In this video, Nikita R. Bhatt, MBBS, MCh, MMed, FRCS, discusses the implications of social media interventions in urology, which was highlighted in the publication, “Social media interventions for patients and public: Opportunities and challenges for the urology community.” Bhatt is a urology resident at Norfolk and Norwich University Hospital in the United Kingdom.

Video Transcript:

So, for urologists, obviously, this is something very new. I assume there might be pros and cons to this. The pros are that you're getting to interact with your patient cohort directly and you can observe how they're progressing over time. And of course, the cons are that people might be reserved about how this engagement would go, how their interaction with patients can affect their practice, and not everyone is very confident on social media. That's something else that we have to consider when we're involving health care professionals. It's important to have social media experts involved who can smoothen out this process.

I suppose for patients, it's quite positive, because except for your consultation, you don't get to engage with your health care professional on a long-term basis unless you have seen them in clinic, for example, or you're seeing them in theater. Whereas this is something that they can interact with, in their own time, over time, and with a group of people who are suffering with the same problem.
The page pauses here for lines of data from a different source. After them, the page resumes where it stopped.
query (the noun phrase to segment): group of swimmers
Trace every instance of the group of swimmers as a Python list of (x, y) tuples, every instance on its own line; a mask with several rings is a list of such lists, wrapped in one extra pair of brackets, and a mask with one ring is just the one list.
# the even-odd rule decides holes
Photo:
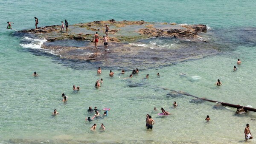
[[(99, 113), (99, 110), (97, 109), (97, 107), (95, 107), (94, 109), (93, 109), (92, 108), (92, 107), (89, 107), (88, 110), (87, 110), (87, 112), (88, 113), (92, 113), (93, 112), (95, 112), (95, 114), (94, 115), (94, 116), (93, 116), (93, 117), (91, 119), (90, 118), (90, 116), (88, 117), (88, 118), (85, 118), (85, 121), (88, 121), (89, 122), (90, 122), (90, 121), (93, 121), (92, 119), (93, 119), (94, 118), (97, 118), (101, 116), (101, 115)], [(107, 111), (105, 111), (104, 113), (103, 114), (103, 116), (107, 116), (107, 115), (108, 115), (108, 114), (107, 114)], [(97, 125), (97, 124), (93, 124), (93, 125), (91, 127), (90, 130), (93, 130), (93, 131), (96, 131), (96, 125)], [(104, 124), (103, 123), (102, 123), (101, 124), (101, 127), (99, 128), (99, 130), (101, 131), (102, 131), (102, 130), (105, 130), (105, 126), (104, 126)]]

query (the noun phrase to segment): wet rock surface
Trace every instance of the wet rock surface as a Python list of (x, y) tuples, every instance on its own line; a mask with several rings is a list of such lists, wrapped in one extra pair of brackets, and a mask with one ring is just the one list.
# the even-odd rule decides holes
[[(107, 24), (110, 28), (108, 47), (105, 51), (101, 42)], [(68, 33), (60, 29), (61, 25), (54, 25), (18, 33), (47, 40), (41, 48), (61, 56), (61, 59), (99, 62), (106, 67), (157, 67), (219, 53), (210, 43), (206, 44), (198, 38), (199, 32), (207, 31), (204, 25), (178, 25), (143, 20), (117, 22), (112, 19), (70, 25)], [(98, 48), (92, 42), (96, 31), (100, 37)], [(62, 42), (64, 41), (66, 42)], [(157, 43), (162, 41), (174, 43), (175, 45)]]

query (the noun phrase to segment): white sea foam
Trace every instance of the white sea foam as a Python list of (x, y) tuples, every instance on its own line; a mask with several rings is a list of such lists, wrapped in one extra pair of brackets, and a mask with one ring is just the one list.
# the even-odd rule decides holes
[(24, 48), (30, 48), (32, 49), (40, 49), (44, 42), (47, 42), (45, 39), (33, 39), (29, 37), (24, 37), (22, 38), (23, 40), (30, 42), (29, 44), (20, 44)]
[(129, 45), (136, 45), (136, 46), (143, 46), (143, 47), (145, 47), (147, 46), (147, 45), (146, 44), (135, 44), (133, 43), (129, 43)]
[(192, 78), (192, 79), (194, 80), (197, 80), (202, 79), (201, 77), (198, 76), (191, 76), (191, 78)]
[(85, 52), (84, 52), (82, 54), (79, 54), (79, 55), (80, 55), (80, 56), (88, 56), (88, 55), (91, 55), (93, 54), (93, 53)]
[(153, 42), (151, 41), (149, 42), (149, 43), (153, 45), (157, 45), (157, 43), (156, 42)]

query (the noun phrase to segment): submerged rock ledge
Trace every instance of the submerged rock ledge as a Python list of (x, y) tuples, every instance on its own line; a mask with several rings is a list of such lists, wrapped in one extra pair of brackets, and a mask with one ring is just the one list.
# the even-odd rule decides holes
[[(110, 28), (109, 50), (105, 51), (100, 42), (105, 35), (106, 24)], [(135, 65), (146, 68), (169, 65), (178, 61), (198, 59), (218, 52), (216, 49), (209, 49), (204, 46), (206, 44), (204, 42), (205, 41), (198, 39), (200, 32), (207, 31), (205, 25), (177, 25), (143, 20), (117, 22), (112, 19), (70, 25), (67, 34), (61, 31), (61, 26), (47, 26), (18, 32), (46, 39), (48, 42), (44, 42), (41, 48), (53, 51), (55, 54), (61, 56), (61, 58), (100, 62), (102, 66), (127, 68)], [(98, 48), (95, 48), (94, 43), (91, 42), (96, 31), (100, 36)], [(179, 41), (179, 43), (183, 41), (185, 43), (178, 45), (177, 48), (172, 48), (157, 45), (152, 48), (143, 44), (143, 41), (150, 38), (154, 40), (158, 37), (164, 40)], [(198, 43), (200, 48), (198, 45), (191, 48), (186, 43), (189, 41)], [(77, 44), (81, 42), (81, 45)]]
[[(60, 31), (61, 26), (58, 25), (46, 26), (39, 27), (38, 29), (19, 31), (31, 34), (44, 34), (41, 36), (41, 37), (50, 41), (64, 39), (90, 40), (94, 31), (99, 32), (100, 34), (105, 33), (106, 24), (108, 25), (110, 28), (108, 31), (110, 40), (114, 42), (132, 41), (140, 39), (159, 37), (175, 37), (178, 38), (193, 39), (197, 38), (198, 32), (206, 32), (207, 30), (206, 25), (201, 24), (177, 25), (175, 23), (149, 23), (143, 20), (117, 22), (112, 19), (70, 25), (68, 34)], [(129, 34), (125, 34), (126, 32)]]

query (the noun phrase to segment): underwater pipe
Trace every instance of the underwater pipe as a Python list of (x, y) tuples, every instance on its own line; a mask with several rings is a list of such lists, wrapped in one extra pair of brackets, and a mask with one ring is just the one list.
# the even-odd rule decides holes
[(140, 84), (142, 85), (148, 85), (148, 86), (151, 86), (151, 87), (155, 87), (155, 88), (160, 88), (163, 90), (170, 90), (171, 91), (172, 91), (172, 92), (176, 92), (178, 93), (180, 93), (180, 94), (183, 94), (184, 95), (186, 96), (192, 96), (194, 98), (197, 98), (197, 99), (202, 99), (206, 101), (208, 101), (208, 102), (214, 102), (214, 103), (219, 103), (221, 104), (221, 105), (225, 105), (225, 106), (229, 106), (230, 107), (234, 107), (234, 108), (236, 108), (237, 109), (239, 108), (243, 108), (245, 110), (249, 110), (249, 111), (253, 111), (254, 112), (256, 112), (256, 109), (255, 108), (251, 108), (251, 107), (244, 107), (244, 106), (241, 106), (240, 105), (236, 105), (236, 104), (230, 104), (230, 103), (225, 103), (225, 102), (218, 102), (218, 101), (213, 101), (212, 100), (210, 100), (210, 99), (208, 99), (205, 98), (200, 98), (199, 97), (198, 97), (196, 96), (193, 96), (192, 95), (191, 95), (189, 93), (187, 93), (186, 92), (183, 92), (182, 91), (176, 91), (175, 90), (169, 90), (169, 89), (168, 88), (161, 88), (161, 87), (159, 87), (157, 86), (154, 86), (153, 85), (148, 85), (148, 84), (143, 84), (143, 83), (137, 83), (137, 84)]

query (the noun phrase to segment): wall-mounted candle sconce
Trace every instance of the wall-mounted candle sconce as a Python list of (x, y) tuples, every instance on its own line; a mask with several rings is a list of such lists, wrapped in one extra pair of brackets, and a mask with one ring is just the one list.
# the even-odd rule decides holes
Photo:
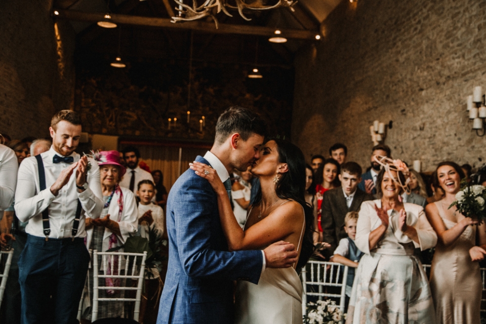
[(386, 125), (384, 123), (375, 120), (373, 125), (370, 126), (370, 134), (373, 145), (377, 145), (380, 143), (384, 143), (385, 138), (386, 137)]
[[(482, 93), (481, 87), (475, 87), (473, 95), (467, 97), (467, 111), (469, 112), (469, 119), (472, 119), (472, 129), (475, 130), (476, 135), (478, 136), (484, 136), (486, 132), (486, 122), (484, 121), (486, 118), (486, 106), (484, 105), (484, 101), (485, 96)], [(480, 134), (480, 130), (482, 131), (482, 134)]]

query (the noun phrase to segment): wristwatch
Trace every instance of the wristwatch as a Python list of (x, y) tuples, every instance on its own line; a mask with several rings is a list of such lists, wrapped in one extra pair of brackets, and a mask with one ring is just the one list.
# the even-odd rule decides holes
[(77, 184), (76, 184), (76, 187), (77, 188), (80, 190), (85, 190), (88, 189), (88, 182), (85, 182), (85, 183), (82, 186), (78, 186)]

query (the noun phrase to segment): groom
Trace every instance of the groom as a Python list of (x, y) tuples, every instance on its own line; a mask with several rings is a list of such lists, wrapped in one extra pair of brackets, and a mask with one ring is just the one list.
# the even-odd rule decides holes
[[(253, 111), (232, 107), (216, 124), (211, 151), (196, 160), (210, 165), (231, 190), (229, 174), (258, 159), (266, 127)], [(167, 200), (169, 259), (157, 324), (232, 324), (233, 282), (257, 284), (267, 268), (297, 261), (292, 244), (263, 251), (228, 252), (216, 194), (209, 182), (189, 169), (172, 186)]]

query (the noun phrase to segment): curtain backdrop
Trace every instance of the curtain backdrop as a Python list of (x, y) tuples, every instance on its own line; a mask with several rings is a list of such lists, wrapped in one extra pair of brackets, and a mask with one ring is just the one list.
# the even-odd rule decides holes
[(162, 171), (164, 185), (168, 192), (179, 174), (189, 169), (189, 163), (197, 155), (204, 156), (208, 150), (206, 148), (182, 147), (179, 174), (179, 147), (159, 145), (137, 145), (137, 147), (140, 151), (141, 159), (150, 167), (151, 171)]

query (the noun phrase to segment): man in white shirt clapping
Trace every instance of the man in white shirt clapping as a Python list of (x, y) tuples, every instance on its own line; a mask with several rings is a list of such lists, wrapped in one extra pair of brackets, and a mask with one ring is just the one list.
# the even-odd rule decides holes
[(79, 115), (61, 110), (49, 129), (51, 149), (23, 161), (15, 192), (17, 216), (28, 222), (19, 260), (24, 324), (76, 322), (90, 260), (85, 215), (98, 218), (103, 205), (98, 164), (74, 152)]

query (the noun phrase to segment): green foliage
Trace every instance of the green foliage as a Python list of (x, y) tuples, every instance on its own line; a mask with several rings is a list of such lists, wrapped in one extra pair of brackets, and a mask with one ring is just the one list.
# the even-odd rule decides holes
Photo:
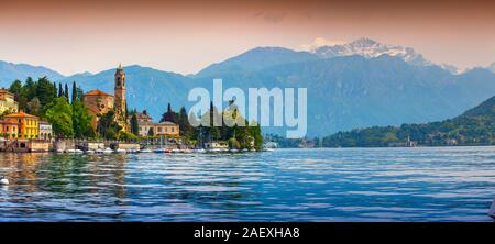
[(100, 115), (98, 121), (98, 133), (107, 140), (118, 140), (122, 127), (116, 122), (116, 112), (113, 110)]
[(55, 99), (55, 104), (46, 111), (55, 135), (59, 138), (74, 137), (73, 110), (65, 97)]
[(131, 132), (134, 135), (139, 135), (139, 132), (140, 132), (140, 125), (138, 123), (138, 115), (135, 112), (131, 117)]

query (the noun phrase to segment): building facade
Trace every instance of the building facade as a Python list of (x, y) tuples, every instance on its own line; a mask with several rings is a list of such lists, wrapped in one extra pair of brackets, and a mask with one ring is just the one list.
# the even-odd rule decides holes
[(155, 124), (154, 129), (156, 136), (179, 136), (179, 126), (173, 122), (165, 121)]
[(18, 111), (19, 103), (14, 100), (14, 95), (6, 89), (0, 89), (0, 114), (16, 113)]
[[(139, 125), (139, 136), (179, 136), (180, 129), (178, 124), (175, 124), (169, 121), (165, 121), (163, 123), (153, 123), (153, 118), (145, 113), (136, 113), (138, 125)], [(130, 123), (131, 117), (129, 117)], [(151, 133), (151, 130), (153, 130)]]
[(51, 141), (53, 137), (52, 124), (46, 121), (40, 121), (40, 138)]
[(24, 113), (11, 113), (3, 117), (3, 120), (9, 123), (18, 123), (19, 138), (37, 138), (40, 135), (40, 119), (35, 115)]
[(106, 114), (113, 109), (113, 96), (100, 90), (91, 90), (82, 97), (82, 102), (89, 109), (91, 114), (91, 126), (94, 130), (98, 126), (99, 115)]

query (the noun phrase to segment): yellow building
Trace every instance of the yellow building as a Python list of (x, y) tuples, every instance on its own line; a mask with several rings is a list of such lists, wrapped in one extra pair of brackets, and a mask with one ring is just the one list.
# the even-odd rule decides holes
[(10, 93), (6, 89), (0, 89), (0, 114), (3, 114), (4, 112), (18, 112), (19, 111), (19, 104), (14, 100), (14, 95)]
[(82, 97), (82, 102), (89, 109), (89, 114), (92, 115), (91, 126), (94, 130), (98, 125), (98, 115), (103, 115), (113, 109), (113, 96), (100, 90), (92, 90)]
[(0, 120), (0, 136), (2, 138), (16, 138), (19, 133), (19, 123)]
[(173, 122), (165, 121), (163, 123), (155, 124), (154, 132), (156, 136), (179, 136), (179, 126)]
[(18, 137), (19, 138), (37, 138), (40, 135), (40, 119), (35, 115), (24, 113), (11, 113), (3, 117), (6, 122), (19, 123)]

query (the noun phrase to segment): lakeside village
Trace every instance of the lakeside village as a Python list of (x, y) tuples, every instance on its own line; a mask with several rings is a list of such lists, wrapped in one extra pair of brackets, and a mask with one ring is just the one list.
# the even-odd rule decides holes
[[(146, 110), (128, 110), (125, 71), (114, 75), (114, 95), (100, 90), (87, 93), (73, 82), (72, 92), (46, 77), (25, 82), (15, 80), (0, 90), (0, 152), (57, 153), (216, 153), (262, 151), (261, 127), (238, 113), (233, 101), (219, 112), (212, 103), (201, 124), (215, 117), (244, 120), (246, 126), (190, 125), (198, 121), (184, 107), (179, 112), (168, 103), (158, 123)], [(70, 93), (70, 95), (69, 95)], [(205, 123), (204, 123), (205, 122)]]

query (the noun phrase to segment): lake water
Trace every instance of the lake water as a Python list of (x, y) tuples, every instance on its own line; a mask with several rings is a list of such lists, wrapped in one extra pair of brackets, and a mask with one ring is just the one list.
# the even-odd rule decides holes
[(0, 154), (0, 221), (492, 221), (495, 147)]

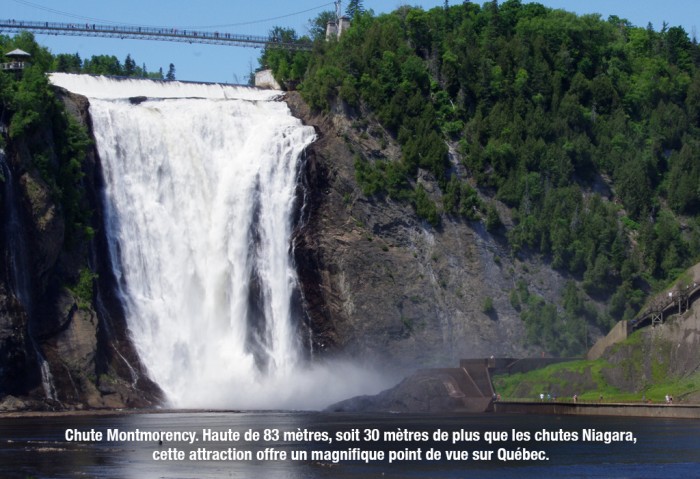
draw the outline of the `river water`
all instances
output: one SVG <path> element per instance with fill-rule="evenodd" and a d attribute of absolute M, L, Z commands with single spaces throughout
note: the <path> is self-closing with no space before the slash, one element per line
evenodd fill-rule
<path fill-rule="evenodd" d="M 167 439 L 162 444 L 157 440 L 109 441 L 110 429 L 121 434 L 184 431 L 194 433 L 196 441 L 192 444 Z M 584 441 L 584 429 L 608 434 L 630 432 L 636 443 L 625 441 L 624 437 L 609 444 L 604 440 Z M 66 431 L 68 435 L 78 431 L 84 440 L 67 441 Z M 207 440 L 204 431 L 221 431 L 226 436 L 213 438 L 219 441 Z M 570 440 L 534 440 L 535 434 L 542 431 L 547 431 L 550 438 L 568 436 Z M 285 433 L 289 432 L 296 437 L 286 437 Z M 98 433 L 102 434 L 101 440 Z M 259 438 L 251 436 L 255 433 Z M 386 437 L 386 433 L 395 436 Z M 514 441 L 513 434 L 521 434 L 521 440 Z M 529 441 L 522 440 L 525 434 L 530 436 Z M 571 440 L 574 434 L 577 440 Z M 486 441 L 487 435 L 490 443 Z M 422 440 L 426 436 L 428 440 Z M 211 457 L 202 460 L 204 456 L 196 456 L 198 449 L 205 450 L 200 455 L 230 450 L 234 460 Z M 498 457 L 523 450 L 541 451 L 546 459 Z M 433 457 L 428 457 L 430 451 Z M 439 460 L 434 457 L 436 451 L 441 453 Z M 461 457 L 448 459 L 447 451 Z M 493 451 L 491 460 L 475 460 L 475 451 Z M 354 460 L 352 456 L 347 459 L 334 456 L 353 452 Z M 377 460 L 380 452 L 384 457 Z M 182 454 L 184 459 L 157 461 L 154 453 L 171 458 Z M 319 453 L 321 457 L 312 456 Z M 361 453 L 375 460 L 364 461 Z M 236 460 L 237 454 L 242 460 Z M 249 460 L 245 454 L 250 454 Z M 0 419 L 0 477 L 689 478 L 700 477 L 700 421 L 284 411 L 3 418 Z"/>

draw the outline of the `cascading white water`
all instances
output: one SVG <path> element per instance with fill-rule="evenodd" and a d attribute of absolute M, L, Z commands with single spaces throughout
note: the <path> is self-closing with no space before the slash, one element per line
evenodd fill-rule
<path fill-rule="evenodd" d="M 332 400 L 314 390 L 330 373 L 302 364 L 291 308 L 291 217 L 313 128 L 270 91 L 78 75 L 52 82 L 91 95 L 128 327 L 171 405 Z M 149 101 L 125 99 L 146 93 Z"/>

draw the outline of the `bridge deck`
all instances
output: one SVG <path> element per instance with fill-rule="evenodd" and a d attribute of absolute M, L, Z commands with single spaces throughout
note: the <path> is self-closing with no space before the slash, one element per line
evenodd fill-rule
<path fill-rule="evenodd" d="M 98 25 L 95 23 L 57 23 L 24 20 L 1 20 L 0 33 L 30 31 L 44 35 L 71 35 L 135 40 L 160 40 L 184 43 L 205 43 L 252 48 L 286 48 L 311 50 L 308 42 L 283 42 L 274 37 L 238 35 L 228 32 L 206 32 L 177 28 L 153 28 L 125 25 Z"/>

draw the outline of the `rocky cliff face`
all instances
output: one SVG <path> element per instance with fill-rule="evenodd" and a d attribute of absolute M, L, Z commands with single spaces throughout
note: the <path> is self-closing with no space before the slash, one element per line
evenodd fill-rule
<path fill-rule="evenodd" d="M 307 152 L 294 242 L 314 349 L 408 367 L 527 354 L 509 293 L 523 279 L 533 293 L 560 301 L 564 279 L 511 258 L 482 223 L 443 217 L 433 228 L 408 204 L 363 195 L 355 154 L 396 157 L 391 137 L 340 106 L 314 114 L 295 92 L 286 101 L 319 135 Z M 439 198 L 433 178 L 419 181 Z"/>
<path fill-rule="evenodd" d="M 85 98 L 58 91 L 68 111 L 89 126 Z M 29 142 L 57 161 L 52 132 L 11 142 L 4 178 L 0 278 L 0 407 L 147 406 L 158 388 L 142 373 L 114 298 L 100 225 L 99 162 L 83 163 L 84 205 L 94 238 L 67 238 L 63 211 L 42 180 Z M 11 196 L 10 196 L 11 195 Z M 14 215 L 14 217 L 13 217 Z M 21 246 L 21 247 L 20 247 Z M 90 297 L 78 291 L 83 276 Z M 85 276 L 87 280 L 85 280 Z"/>

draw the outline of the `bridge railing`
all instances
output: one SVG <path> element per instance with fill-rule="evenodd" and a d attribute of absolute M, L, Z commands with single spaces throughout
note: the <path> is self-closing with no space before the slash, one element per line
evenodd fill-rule
<path fill-rule="evenodd" d="M 100 25 L 96 23 L 59 23 L 25 20 L 0 21 L 0 30 L 19 32 L 29 30 L 36 33 L 107 36 L 116 38 L 136 38 L 151 40 L 170 40 L 178 42 L 210 43 L 217 45 L 235 45 L 251 47 L 280 47 L 298 50 L 311 49 L 306 42 L 285 42 L 274 36 L 240 35 L 230 32 L 209 32 L 170 27 L 140 27 L 126 25 Z"/>

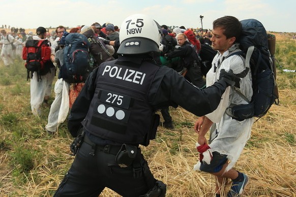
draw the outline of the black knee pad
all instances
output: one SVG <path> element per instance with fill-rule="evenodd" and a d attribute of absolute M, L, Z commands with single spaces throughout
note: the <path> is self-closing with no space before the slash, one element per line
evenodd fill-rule
<path fill-rule="evenodd" d="M 166 193 L 166 185 L 162 181 L 156 181 L 154 187 L 144 195 L 139 197 L 164 197 Z"/>

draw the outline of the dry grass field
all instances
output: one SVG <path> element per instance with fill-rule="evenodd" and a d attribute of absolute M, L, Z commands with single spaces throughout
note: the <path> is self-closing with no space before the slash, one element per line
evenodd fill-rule
<path fill-rule="evenodd" d="M 275 34 L 276 58 L 282 69 L 295 70 L 296 41 Z M 293 49 L 284 53 L 289 45 Z M 53 137 L 44 131 L 49 109 L 43 106 L 40 118 L 31 113 L 29 83 L 20 60 L 10 68 L 0 62 L 0 196 L 52 196 L 74 159 L 67 123 Z M 245 196 L 296 196 L 296 73 L 278 65 L 277 81 L 280 104 L 254 124 L 235 166 L 250 177 Z M 167 196 L 214 196 L 214 177 L 193 170 L 198 159 L 193 130 L 198 117 L 180 107 L 170 109 L 175 129 L 159 126 L 156 139 L 142 147 L 152 173 L 167 184 Z M 107 188 L 100 196 L 119 196 Z"/>

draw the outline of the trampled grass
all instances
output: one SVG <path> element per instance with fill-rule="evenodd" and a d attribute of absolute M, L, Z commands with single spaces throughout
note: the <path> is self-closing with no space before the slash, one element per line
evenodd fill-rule
<path fill-rule="evenodd" d="M 276 35 L 280 49 L 276 58 L 283 69 L 295 70 L 296 41 Z M 48 107 L 43 107 L 40 118 L 32 114 L 29 83 L 21 60 L 10 68 L 0 63 L 0 196 L 52 196 L 74 159 L 67 123 L 49 137 L 43 130 Z M 279 105 L 254 123 L 235 166 L 250 177 L 246 196 L 296 196 L 296 73 L 278 66 L 277 82 Z M 214 177 L 193 170 L 198 158 L 193 130 L 197 117 L 180 107 L 170 110 L 175 128 L 159 127 L 156 139 L 142 147 L 151 171 L 167 184 L 167 196 L 214 196 Z M 106 189 L 100 196 L 119 195 Z"/>

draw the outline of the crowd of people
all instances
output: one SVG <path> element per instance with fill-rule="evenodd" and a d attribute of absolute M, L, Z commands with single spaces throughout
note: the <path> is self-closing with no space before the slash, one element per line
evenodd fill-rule
<path fill-rule="evenodd" d="M 240 22 L 223 17 L 214 21 L 212 32 L 200 35 L 184 26 L 171 30 L 148 16 L 135 14 L 120 27 L 96 22 L 70 29 L 60 25 L 48 32 L 41 26 L 36 35 L 30 32 L 22 38 L 1 30 L 1 58 L 6 67 L 13 63 L 13 45 L 22 49 L 30 40 L 50 43 L 46 71 L 41 76 L 34 72 L 31 79 L 34 115 L 41 114 L 43 103 L 48 104 L 59 69 L 45 130 L 54 135 L 68 116 L 76 156 L 54 196 L 98 196 L 106 187 L 123 196 L 165 196 L 166 185 L 154 178 L 139 145 L 148 146 L 155 138 L 158 110 L 164 119 L 160 125 L 173 129 L 169 106 L 179 106 L 199 117 L 194 126 L 198 143 L 213 154 L 211 163 L 202 162 L 199 170 L 215 176 L 216 196 L 220 196 L 222 182 L 228 178 L 232 184 L 227 196 L 241 196 L 249 178 L 232 168 L 250 137 L 253 119 L 238 121 L 226 113 L 230 104 L 245 103 L 232 88 L 238 81 L 233 73 L 245 69 L 244 59 L 230 55 L 240 50 Z M 84 86 L 70 107 L 69 89 L 76 83 L 66 80 L 63 68 L 64 39 L 72 33 L 88 41 L 91 69 L 83 74 L 79 83 Z M 201 68 L 202 44 L 215 51 L 208 73 Z M 108 59 L 102 58 L 102 45 Z M 241 92 L 250 98 L 251 76 L 239 81 Z M 210 130 L 208 142 L 205 136 Z"/>

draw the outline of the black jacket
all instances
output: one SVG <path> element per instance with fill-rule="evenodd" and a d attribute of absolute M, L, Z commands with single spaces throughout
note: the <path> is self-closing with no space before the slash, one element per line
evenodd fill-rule
<path fill-rule="evenodd" d="M 117 61 L 126 65 L 140 66 L 143 58 L 139 55 L 120 56 Z M 112 65 L 113 63 L 105 62 L 103 63 Z M 149 63 L 154 63 L 150 62 Z M 90 75 L 71 108 L 68 126 L 73 137 L 77 135 L 79 128 L 82 126 L 81 122 L 88 111 L 96 90 L 96 79 L 100 68 L 99 67 L 94 70 Z M 166 67 L 160 67 L 152 82 L 146 102 L 154 112 L 169 106 L 175 108 L 180 106 L 195 115 L 201 116 L 217 108 L 227 86 L 224 81 L 220 80 L 212 86 L 199 89 L 173 70 Z"/>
So, [patients] might not think of a lot of questions themselves, but someone else might ask something that they actually struggle with, and this might help them interact or engage better with their health care professional.

The results initially are positive, but there are some mixed results as well. I think the main problem is the compliance and engagement. When we are starting to do this in urology across the world, we need to make sure that we have patient representatives involved and they are there from the beginning to make sure that whatever we do in terms of an intervention is successful. It should be by the patients for the patients, and we should just be mediating that in some way or forms to empower patients to take their health in their own hands and implement behavioral change that, in turn, hopefully has a positive impact on their disease. So, patient involvement is key in this, and I can't stress that enough.

This transcription has been edited for clarity.